User guides

Altair has three domains that cover distinct parts of a life, plus one thing that runs underneath all three.

The three domains

Guidance is for the things you are working toward. Goals, initiatives, routines, quests, focus sessions. It is the answer to “what should I be doing today?” — without requiring the app to answer it for you.

Knowledge is for the things you are learning and remembering. Markdown notes, wiki-style links between them, automatic backlinks, and snapshots of notes as they change over time. It is the answer to “where did I write that thing?”

Tracking is for the resources a household runs on. Inventory across locations and categories, consumption and purchase logs, shopping lists that are tied to real items. It is the answer to “do we have any of that left?”

The connective tissue

Underneath all three domains is a shared relation system. Any entity can be linked to any other: a note can be attached to a quest, an inventory item can be linked to an initiative, a focus session can be tagged with a project name. Search works across all three domains in a single pass.

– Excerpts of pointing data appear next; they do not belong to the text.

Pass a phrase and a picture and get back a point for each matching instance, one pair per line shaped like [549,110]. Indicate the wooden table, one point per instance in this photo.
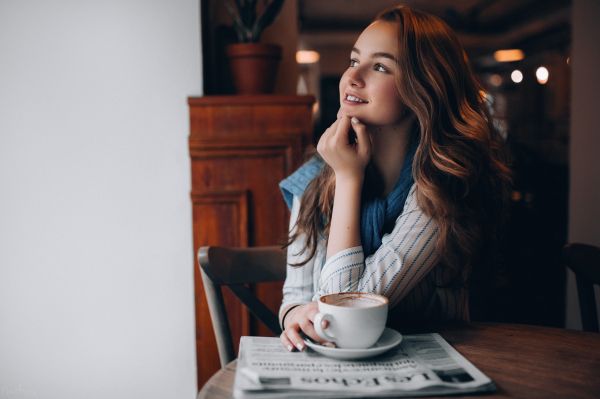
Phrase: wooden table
[524,361]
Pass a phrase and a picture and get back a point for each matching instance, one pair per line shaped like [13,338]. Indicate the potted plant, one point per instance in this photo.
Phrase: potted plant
[253,64]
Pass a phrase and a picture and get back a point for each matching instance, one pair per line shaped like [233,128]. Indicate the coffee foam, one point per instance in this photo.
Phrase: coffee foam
[357,302]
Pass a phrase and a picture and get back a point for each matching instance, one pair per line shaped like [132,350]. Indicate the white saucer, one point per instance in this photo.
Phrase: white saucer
[389,339]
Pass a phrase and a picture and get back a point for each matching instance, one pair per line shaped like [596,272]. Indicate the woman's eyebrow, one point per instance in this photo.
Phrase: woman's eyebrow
[379,54]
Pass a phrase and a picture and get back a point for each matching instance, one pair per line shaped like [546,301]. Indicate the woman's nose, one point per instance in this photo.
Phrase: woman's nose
[355,78]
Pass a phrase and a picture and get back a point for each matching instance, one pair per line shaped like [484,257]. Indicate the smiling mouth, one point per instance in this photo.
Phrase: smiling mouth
[355,99]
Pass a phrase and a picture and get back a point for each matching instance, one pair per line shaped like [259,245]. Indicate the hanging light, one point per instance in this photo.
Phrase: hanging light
[509,55]
[542,75]
[307,56]
[516,76]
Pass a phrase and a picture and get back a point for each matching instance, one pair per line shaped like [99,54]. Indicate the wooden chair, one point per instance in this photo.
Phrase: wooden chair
[236,267]
[584,260]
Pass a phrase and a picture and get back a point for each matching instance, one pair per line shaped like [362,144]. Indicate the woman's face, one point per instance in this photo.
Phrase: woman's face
[368,87]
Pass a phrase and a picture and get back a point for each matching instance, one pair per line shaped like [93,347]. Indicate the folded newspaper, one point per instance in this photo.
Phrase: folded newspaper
[422,365]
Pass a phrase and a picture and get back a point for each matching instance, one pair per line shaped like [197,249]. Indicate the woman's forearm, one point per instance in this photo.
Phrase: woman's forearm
[344,229]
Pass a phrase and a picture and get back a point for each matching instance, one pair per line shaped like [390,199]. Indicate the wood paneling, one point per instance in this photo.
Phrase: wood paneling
[240,148]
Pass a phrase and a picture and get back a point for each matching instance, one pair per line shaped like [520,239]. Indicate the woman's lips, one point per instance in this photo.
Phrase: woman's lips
[351,99]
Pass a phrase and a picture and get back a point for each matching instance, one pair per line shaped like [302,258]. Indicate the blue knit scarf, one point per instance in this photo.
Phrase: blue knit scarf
[378,215]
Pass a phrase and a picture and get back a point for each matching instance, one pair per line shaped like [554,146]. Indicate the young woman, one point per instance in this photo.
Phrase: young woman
[409,186]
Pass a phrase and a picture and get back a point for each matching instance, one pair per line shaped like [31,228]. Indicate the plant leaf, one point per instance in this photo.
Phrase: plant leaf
[269,14]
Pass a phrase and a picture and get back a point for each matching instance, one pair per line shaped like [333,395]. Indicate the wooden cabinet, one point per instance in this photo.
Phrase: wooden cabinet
[240,148]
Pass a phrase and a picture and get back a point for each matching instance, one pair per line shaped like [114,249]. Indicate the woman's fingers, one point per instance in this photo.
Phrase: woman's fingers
[286,342]
[363,138]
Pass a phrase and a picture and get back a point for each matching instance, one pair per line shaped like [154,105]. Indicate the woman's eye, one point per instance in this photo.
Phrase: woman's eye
[380,68]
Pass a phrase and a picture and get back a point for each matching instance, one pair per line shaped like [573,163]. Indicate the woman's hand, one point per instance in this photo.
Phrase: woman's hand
[300,320]
[346,154]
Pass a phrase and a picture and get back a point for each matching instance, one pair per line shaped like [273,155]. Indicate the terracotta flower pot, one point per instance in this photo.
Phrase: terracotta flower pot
[254,66]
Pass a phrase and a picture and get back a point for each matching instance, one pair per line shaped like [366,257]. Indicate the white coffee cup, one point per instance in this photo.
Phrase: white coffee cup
[356,320]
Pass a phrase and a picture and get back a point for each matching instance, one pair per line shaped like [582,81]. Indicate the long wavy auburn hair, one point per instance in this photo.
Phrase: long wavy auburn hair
[459,168]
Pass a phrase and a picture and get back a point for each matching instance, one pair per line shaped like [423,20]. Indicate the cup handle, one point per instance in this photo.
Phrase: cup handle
[319,318]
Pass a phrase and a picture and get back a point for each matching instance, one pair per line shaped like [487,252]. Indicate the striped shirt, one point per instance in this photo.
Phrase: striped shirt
[404,268]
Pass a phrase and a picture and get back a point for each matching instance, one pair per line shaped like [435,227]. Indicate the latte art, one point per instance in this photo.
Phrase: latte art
[360,302]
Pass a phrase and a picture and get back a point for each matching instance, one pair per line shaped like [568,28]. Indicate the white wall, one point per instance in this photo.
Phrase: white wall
[584,198]
[96,263]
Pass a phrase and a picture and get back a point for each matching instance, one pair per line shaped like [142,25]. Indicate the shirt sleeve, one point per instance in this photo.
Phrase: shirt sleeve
[298,286]
[406,255]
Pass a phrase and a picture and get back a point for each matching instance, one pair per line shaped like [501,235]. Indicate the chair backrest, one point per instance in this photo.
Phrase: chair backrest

This matters in practice more than it sounds. A “rebuild the kitchen” initiative can hold the quests that track the work, the notes that capture decisions, and the inventory items you need to buy — all linkable, all findable from one search.

How to read these guides

Each guide is written as a tour: what the domain contains, how the pieces fit together, and the common workflows you’ll use day-to-day. They are not reference material — for that, the API reference and the specs in the GitHub repository are more useful.

Pick the domain that matches the thing you want to do first. They are designed to be read independently.